LAS VEGAS, NV/ST. LOUIS, MO—In 1871, the Great Chicago Fire decimated four square miles of the Midwest, leaving 90,000 individuals (almost 1/3 of the city) without homes. Many of the survivors fled Chicago for a new life. And so began Jewish Family and Children’s Service in St. Louis, MO. This organization was created as a response to the Chicago tragedy but, over the last 137 years, has provided a range of services to families and children in the St. Louis area, touching 60,000 lives within the past year. And this is only one of about 200 similar agencies in North America.
I first learned about the Jewish Family and Children’s Services on a recent trip to Las Vegas. I visited the local agency (the Jewish Family Service Agency) that serves their community through a Holocaust Survivor program, a food pantry, mental health counseling, case management, volunteer programs for homebound seniors, burials, adoption programs, and emergency assistance. When I arrived, the waiting area appeared to be a microcosm of the broad array of services they provide—kids were playing at the tiny table in the corner, an older woman sat across from me, and the other individuals in the room spanned about all age, gender and ethnic categories possible.
Everyone was smiling and welcoming, and soon Eric Goldstein, the Interim Executive Director, met me in the waiting area and gave me an overview of the services and a tour of the packed office.
The first large room with a big meeting desk had toys strewn about, as did the small hallway, leftover from the big holiday giveaway which served over 200 families. These rooms led to the food pantry where three volunteers smiled at us as they were stuffing sacks full of food. Goldstein commented on how the shelves were getting sparse due to the recent high demand. The other rooms housed a number of counselors and a few administrators.
In North America, close to 200 Jewish Family and Children’s Agencies provide a similar range of services. Although these organizations are autonomous, many have long and interesting histories similar to the location in St. Louis, and they are bound by a Jewish tradition of “Tikkun Olam”—repairing the world.

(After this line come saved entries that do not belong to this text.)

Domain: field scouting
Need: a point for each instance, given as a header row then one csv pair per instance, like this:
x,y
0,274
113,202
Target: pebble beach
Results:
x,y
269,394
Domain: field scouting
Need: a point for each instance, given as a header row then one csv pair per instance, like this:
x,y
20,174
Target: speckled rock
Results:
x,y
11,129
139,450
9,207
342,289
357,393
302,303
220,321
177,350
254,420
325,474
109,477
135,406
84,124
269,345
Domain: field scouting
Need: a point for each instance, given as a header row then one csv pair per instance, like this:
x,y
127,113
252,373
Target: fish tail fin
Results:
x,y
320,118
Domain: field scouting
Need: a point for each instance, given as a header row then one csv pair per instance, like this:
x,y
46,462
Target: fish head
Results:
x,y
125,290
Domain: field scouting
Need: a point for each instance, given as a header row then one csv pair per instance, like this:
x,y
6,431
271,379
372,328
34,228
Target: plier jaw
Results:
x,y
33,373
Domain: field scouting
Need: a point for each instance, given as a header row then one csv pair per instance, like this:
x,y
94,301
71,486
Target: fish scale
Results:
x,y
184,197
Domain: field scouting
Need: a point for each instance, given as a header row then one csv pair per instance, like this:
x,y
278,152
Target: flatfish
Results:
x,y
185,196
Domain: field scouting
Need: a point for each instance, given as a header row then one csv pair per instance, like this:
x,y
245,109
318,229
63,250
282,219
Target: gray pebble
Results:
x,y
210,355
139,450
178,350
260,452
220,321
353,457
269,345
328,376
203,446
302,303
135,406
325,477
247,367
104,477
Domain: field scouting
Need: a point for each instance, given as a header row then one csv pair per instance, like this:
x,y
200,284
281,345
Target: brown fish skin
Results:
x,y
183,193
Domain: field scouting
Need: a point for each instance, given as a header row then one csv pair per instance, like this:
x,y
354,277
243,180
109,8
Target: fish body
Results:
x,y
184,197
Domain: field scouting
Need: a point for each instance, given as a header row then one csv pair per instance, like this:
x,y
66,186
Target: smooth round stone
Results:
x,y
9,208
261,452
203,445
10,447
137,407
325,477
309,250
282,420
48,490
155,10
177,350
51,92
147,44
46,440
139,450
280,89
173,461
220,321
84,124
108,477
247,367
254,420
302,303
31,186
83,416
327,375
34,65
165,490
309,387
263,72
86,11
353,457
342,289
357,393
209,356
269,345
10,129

A book on Jewish Philanthropy written at the beginning of the 1900s talks about the broad extent of this giving tradition at the time when many of the Jewish Family Service agencies were beginning, noting that Jewish law made charity an obligation. It was “the duty of the more fortunate to take care of the less fortunate.” Although the agencies currently are “not here to advocate religion, but to respond to needs,” according to Lou Albert, Executive Director of the St. Louis Jewish and Children’s Family Service, this dedication to service has provided a tradition of good deeds that spans centuries in many cities throughout the U.S.
Stories from local news outlets around the country highlight this dedication to service. In Orlando, a woman tells her story of receiving help via Jewish Family after a divorce; in Pennsylvania, a news article describes how the Jewish Family Service helps elders through in-home assistance and meals on wheels; and and in California, an in-school counseling program provides the school with a licensed therapist to help with issues of peer pressure, bullying, poor social skills, violence and academic performance. In St. Louis, the local agency provides expert resources to families dealing with serious physical and emotional difficulties, professional therapy, assistance with eldercare and eldercare planning, a food pantry, child abuse prevention services, and much more.
In fact, over the summer, they started a garden project called Kehillah (which means community in Hebrew) where children between the ages of 5 and 14 can learn about “tikkun olam.” The food from the garden is used at their food pantry.
Although a lot has changed since the Jewish Family and Children’s Service in St. Louis started providing assistance to the Chicago Fire survivors over a hundred years ago, the current state of affairs for these agencies is still similar. In St. Louis and Las Vegas, this means providing assistance with housing and jobs, two of the main things that were necessities in the post-fire relocation of 1871.
As Albert said, “Some of our earliest services were geared toward the needs of families—financial, jobs, housing. Over the years we began to expand the scope of what we were addressing, and we added in mental health services – a whole variety of things… We do some things that are very similar to what we would have done in 1871—operate a food pantry, provide financial assistance. But now we have a very large child abuse prevention program, and we also have a very large counseling program, which you probably wouldn’t have seen in 1871.”